E i giornali italiani?
Silenzio.
Lo stesso silenzio che si riserva alle cose che non si comprendono e che quindi non si sanno vendere.
Perché il problema non è Ettore Pagano. Il problema siamo noi.
Viviamo in un Paese che ha inventato il melodramma, plasmato la storia della musica occidentale, prodotto generazioni di artisti ammirati ovunque e che oggi non riesce a trovare mezza colonna per celebrare un proprio figlio che trionfa nel tempio mondiale della musica.
In compenso sappiamo tutto delle routine mattutine dei tennisti, delle fidanzate dei calciatori, di come si depilano, delle schermaglie sui social, delle dichiarazioni del giorno e delle polemiche che dureranno meno di uno yogurt aperto.
Non è una questione di cultura contro sport.
È una questione di civiltà contro superficialità.

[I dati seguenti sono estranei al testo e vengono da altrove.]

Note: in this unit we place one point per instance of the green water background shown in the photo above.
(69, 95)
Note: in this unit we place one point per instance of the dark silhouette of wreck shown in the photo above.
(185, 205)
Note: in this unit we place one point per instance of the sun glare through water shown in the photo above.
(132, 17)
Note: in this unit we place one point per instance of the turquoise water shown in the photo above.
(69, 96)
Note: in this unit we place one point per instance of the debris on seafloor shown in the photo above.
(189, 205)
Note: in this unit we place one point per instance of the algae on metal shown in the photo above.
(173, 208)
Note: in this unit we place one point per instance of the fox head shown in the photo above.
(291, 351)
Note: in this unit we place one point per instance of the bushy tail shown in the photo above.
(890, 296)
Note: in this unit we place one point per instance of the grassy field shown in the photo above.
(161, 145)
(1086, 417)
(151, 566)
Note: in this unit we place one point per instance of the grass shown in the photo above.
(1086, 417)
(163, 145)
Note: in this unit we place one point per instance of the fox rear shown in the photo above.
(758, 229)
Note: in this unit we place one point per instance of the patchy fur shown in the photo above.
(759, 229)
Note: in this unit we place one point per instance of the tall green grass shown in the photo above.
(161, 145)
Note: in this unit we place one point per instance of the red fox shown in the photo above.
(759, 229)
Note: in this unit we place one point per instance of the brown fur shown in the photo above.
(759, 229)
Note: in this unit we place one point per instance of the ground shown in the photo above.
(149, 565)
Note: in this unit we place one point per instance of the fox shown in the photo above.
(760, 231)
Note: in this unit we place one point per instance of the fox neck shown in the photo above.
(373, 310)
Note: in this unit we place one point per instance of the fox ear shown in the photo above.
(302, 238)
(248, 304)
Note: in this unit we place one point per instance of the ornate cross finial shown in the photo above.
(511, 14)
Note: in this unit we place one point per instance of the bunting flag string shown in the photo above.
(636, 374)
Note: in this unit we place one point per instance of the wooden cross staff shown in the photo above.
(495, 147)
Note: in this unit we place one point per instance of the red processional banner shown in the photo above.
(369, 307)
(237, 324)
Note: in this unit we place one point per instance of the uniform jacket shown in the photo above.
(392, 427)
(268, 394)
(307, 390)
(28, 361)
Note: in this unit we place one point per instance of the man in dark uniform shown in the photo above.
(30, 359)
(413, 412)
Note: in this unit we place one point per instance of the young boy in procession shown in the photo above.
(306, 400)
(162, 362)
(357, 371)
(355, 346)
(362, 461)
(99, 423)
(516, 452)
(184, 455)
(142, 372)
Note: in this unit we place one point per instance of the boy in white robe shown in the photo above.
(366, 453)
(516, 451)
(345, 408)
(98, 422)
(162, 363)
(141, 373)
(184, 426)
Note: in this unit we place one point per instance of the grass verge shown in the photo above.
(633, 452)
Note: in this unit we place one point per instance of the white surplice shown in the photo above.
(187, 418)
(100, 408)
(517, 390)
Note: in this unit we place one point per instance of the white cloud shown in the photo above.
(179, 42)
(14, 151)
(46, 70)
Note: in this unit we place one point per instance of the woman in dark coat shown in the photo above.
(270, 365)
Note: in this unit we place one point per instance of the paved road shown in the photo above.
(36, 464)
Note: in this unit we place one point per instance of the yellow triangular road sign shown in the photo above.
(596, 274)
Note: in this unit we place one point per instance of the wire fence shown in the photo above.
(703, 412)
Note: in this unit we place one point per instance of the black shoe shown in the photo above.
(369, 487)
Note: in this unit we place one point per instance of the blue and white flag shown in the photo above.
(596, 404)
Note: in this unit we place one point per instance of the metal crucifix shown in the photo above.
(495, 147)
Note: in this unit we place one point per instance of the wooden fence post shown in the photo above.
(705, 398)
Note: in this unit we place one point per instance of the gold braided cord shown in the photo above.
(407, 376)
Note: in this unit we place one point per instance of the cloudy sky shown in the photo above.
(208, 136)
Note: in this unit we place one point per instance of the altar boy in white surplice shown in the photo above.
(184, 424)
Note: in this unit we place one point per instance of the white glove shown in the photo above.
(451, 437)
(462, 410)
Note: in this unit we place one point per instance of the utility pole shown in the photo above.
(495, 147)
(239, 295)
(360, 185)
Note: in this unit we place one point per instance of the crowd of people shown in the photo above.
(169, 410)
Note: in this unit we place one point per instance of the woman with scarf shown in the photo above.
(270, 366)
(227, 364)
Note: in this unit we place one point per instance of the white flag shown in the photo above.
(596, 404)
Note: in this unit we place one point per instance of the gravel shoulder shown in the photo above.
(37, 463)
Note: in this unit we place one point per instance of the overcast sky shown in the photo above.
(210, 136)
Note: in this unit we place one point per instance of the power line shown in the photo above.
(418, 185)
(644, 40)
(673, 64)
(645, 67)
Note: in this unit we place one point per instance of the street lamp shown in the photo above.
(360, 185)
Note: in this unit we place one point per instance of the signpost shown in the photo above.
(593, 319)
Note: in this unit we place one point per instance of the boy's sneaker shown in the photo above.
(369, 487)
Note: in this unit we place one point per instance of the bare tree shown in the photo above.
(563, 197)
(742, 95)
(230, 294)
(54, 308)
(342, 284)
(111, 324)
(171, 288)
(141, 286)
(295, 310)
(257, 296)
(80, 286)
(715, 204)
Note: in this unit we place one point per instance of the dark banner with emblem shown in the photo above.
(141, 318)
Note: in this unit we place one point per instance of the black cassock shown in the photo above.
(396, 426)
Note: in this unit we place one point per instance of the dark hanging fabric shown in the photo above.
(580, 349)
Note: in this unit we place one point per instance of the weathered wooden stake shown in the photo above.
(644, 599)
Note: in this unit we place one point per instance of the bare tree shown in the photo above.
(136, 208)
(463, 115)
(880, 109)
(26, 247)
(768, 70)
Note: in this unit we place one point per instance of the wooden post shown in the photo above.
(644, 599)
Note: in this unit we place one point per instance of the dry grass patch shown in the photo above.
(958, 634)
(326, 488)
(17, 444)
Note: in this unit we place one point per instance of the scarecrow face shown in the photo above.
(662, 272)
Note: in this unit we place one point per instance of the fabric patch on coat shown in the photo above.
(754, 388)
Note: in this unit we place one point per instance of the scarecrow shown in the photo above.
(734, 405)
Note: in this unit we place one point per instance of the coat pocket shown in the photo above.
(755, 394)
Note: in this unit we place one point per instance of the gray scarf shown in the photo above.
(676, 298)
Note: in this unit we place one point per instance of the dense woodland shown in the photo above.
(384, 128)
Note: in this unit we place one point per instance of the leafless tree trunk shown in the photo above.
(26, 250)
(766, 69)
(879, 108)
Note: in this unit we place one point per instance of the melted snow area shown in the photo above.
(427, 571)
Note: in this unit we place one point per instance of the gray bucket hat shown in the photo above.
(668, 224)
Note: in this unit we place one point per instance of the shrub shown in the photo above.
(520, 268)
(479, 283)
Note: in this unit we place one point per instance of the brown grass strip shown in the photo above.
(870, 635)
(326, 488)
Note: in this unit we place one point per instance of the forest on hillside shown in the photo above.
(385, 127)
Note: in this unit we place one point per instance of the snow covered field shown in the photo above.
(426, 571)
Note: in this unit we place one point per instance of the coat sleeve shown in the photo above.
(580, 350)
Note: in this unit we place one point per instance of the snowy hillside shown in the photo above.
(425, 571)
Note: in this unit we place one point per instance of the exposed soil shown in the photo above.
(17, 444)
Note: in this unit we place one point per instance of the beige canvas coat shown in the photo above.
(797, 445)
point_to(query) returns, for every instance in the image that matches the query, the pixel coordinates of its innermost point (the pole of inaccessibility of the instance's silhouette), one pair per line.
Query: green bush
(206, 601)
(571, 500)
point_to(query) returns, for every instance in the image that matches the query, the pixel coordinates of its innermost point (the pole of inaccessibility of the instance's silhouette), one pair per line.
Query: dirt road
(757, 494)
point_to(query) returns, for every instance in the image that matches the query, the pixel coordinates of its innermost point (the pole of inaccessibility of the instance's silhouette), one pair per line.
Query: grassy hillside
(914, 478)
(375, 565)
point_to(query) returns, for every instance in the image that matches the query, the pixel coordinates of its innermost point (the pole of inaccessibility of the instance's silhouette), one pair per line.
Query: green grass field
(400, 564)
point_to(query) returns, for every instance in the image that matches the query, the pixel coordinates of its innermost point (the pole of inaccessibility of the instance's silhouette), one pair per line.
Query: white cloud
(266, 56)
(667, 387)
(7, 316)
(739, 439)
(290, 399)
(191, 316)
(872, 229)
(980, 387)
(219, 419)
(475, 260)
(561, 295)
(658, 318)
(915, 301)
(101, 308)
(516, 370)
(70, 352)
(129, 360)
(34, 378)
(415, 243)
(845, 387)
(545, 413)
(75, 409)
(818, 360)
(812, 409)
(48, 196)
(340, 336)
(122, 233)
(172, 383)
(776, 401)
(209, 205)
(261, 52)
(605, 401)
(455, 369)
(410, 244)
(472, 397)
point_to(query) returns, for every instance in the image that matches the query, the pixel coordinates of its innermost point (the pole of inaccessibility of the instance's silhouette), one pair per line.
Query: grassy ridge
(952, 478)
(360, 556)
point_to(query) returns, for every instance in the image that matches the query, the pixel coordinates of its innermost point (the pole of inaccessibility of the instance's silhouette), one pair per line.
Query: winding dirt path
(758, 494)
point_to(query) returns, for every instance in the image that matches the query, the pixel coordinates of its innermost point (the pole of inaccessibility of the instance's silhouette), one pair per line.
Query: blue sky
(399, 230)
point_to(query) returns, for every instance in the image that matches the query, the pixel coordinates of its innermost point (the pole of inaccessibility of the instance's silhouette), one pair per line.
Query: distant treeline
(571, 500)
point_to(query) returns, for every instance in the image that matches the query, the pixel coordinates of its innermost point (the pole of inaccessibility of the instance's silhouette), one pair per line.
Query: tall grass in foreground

Una nazione si riconosce da ciò che decide di celebrare.
Se celebri il rumore, otterrai rumore.
Se celebri il merito, otterrai eccellenza.
Noi abbiamo scelto il rumore.
Ecco perché i nostri migliori ricercatori emigrano, i nostri musicisti trionfano all’estero e i nostri talenti vengono applauditi prima a Bruxelles, Londra, Berlino o New York e soltanto dopo, forse, a casa loro.
La vittoria di Ettore Pagano non è una notizia musicale.
È un test del quoziente intellettivo collettivo del Paese.
E il fatto che sia passata quasi inosservata è il risultato del test.